Escrito por:
Tulio Ramos Mancilla
Columna: Toma de Posiciones
e-mail: tramosmancilla@hotmail.com
Twitter: @TulioRamosM
Todavía no se han puesto de acuerdo los analistas acerca de la aparente incongruencia subyacente en el hecho de que Trump (el adalid de la derecha mundial más orgullosa de serlo, se supone, y por ende, la más recalcitrante) pretenda limitar el juego del libre comercio global de los Estados Unidos con argumentos proteccionistas que, sospechosamente, se parecen muchísimo a los mismos utilizados por la izquierda en países como el nuestro, y aun en otros más relevantes internacionalmente.
¿Por qué se tocan estos extremos en cuestión tan delicada como el libre comercio? El discurso tradicional de la izquierda a este respecto ha sido que hay una gran mentira en las bondades del comercio internacional a gran escala: básicamente, han dicho que, cuando un país pequeño negocia con uno grande, los únicos beneficiados en el país más débil son sus empresarios capitalizados (que podrían acceder a insumos y maquinaria a mejores precios, por ejemplo); mientras que los empresarios locales sin mucho capital estarían condenados a desaparecer al verse obligados a competir con la fuerza económica que tienen “sus pares” en el Estado poderoso, merced a los subsidios que este les garantiza a aquellos para imponerse. Hasta aquí, todo en orden: ese combustible político de la izquierda no se iba a acabar fácilmente. Pero llegó Trump.

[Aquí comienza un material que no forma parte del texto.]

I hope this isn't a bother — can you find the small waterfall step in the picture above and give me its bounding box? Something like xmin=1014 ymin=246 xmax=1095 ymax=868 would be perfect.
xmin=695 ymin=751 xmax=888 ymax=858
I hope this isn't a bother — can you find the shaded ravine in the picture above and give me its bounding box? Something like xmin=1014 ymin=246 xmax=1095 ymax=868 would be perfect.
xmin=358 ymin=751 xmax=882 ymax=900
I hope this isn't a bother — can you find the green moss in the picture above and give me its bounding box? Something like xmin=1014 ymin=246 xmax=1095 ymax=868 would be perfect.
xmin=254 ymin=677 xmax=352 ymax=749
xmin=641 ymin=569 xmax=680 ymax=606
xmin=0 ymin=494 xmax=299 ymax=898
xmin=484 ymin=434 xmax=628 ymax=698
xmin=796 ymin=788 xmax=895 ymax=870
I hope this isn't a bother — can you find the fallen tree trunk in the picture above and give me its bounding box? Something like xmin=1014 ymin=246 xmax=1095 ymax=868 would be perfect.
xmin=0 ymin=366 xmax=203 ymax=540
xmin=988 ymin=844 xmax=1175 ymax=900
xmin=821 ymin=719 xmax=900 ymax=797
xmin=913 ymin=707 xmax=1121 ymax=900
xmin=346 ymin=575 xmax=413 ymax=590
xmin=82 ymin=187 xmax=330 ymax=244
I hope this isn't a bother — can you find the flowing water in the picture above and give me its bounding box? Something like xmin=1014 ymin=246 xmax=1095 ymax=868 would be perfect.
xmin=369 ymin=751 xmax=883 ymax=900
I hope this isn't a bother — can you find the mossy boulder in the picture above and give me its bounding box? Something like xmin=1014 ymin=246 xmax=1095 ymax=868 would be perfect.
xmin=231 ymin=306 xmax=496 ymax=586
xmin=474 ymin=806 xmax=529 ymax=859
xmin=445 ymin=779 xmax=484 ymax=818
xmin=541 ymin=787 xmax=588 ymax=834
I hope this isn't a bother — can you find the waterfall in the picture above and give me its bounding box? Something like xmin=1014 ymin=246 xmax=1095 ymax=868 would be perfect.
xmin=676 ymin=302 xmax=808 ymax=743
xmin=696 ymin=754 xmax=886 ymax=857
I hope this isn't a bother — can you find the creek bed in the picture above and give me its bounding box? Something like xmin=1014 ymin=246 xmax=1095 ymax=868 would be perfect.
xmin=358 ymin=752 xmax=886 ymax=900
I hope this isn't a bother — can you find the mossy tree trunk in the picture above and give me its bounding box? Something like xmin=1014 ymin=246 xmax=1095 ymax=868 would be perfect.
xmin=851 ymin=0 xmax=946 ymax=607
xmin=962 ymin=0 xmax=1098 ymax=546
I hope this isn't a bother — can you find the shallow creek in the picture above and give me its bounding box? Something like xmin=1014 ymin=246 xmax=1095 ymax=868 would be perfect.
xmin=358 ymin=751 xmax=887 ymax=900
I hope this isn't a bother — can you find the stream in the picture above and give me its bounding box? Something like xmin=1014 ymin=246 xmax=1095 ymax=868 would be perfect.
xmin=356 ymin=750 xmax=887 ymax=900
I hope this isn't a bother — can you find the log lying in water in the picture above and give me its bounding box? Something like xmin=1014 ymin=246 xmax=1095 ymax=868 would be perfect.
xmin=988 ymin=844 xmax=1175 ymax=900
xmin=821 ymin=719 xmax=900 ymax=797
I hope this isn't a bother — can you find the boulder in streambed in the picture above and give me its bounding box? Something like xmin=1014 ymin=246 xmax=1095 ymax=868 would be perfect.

Para el actual Presidente de los Estados Unidos de América, en cambio, la cuestión principal es un presumible efecto contrario. Propugna que, en realidad, los tratados de libre comercio que suponen una negociación relajada de los Estados Unidos con países que, eventualmente, podrían producir mayores cantidades que ellos debido a, digamos, su barata fuerza laboral (como China y sus países abierta o soterradamente satélites), los podrían perjudicar: nadie puede competir contra precios tan bajos. Y por esto, los tratados comerciales que han firmado los yanquis bajo otras administraciones también deben renegociarse, o ya abandonarse definitivamente, pues la prioridad de Trump (¿y quién puede criticar esto sin hipocresía?) es proteger la fuerza laboral gringa a través del blindaje de su aparato productivo.
Es decir, la cuestión está planteada así: mientras, para los de la izquierda, el libre comercio empobrece, para los de la derecha, por su parte, el libre comercio empobrece (?). Es decir, nadie sabe nada a ciencia cierta, excepto por los políticos de uno y otro lado: sea cual fuere la realidad económica resultante, lo cierto es que el proteccionismo que alientan siempre lleva, tarde o temprano, al nacionalismo. El nacionalismo, como enseña a los gritos la historia, es el terreno más fértil para hacer populismo; y el populismo es la forma más efectiva de hacer política con gente que no piensa mucho, pero que sí siente a raudales. Estamos, cómo no, en una época propicia para que los expertos manipuladores hagan sentir odio, otra vez, a los no reflexivos, y se generen nuevas avalanchas de fanáticos y de violencia. Miedo y odio, en ese orden: la fórmula no falla.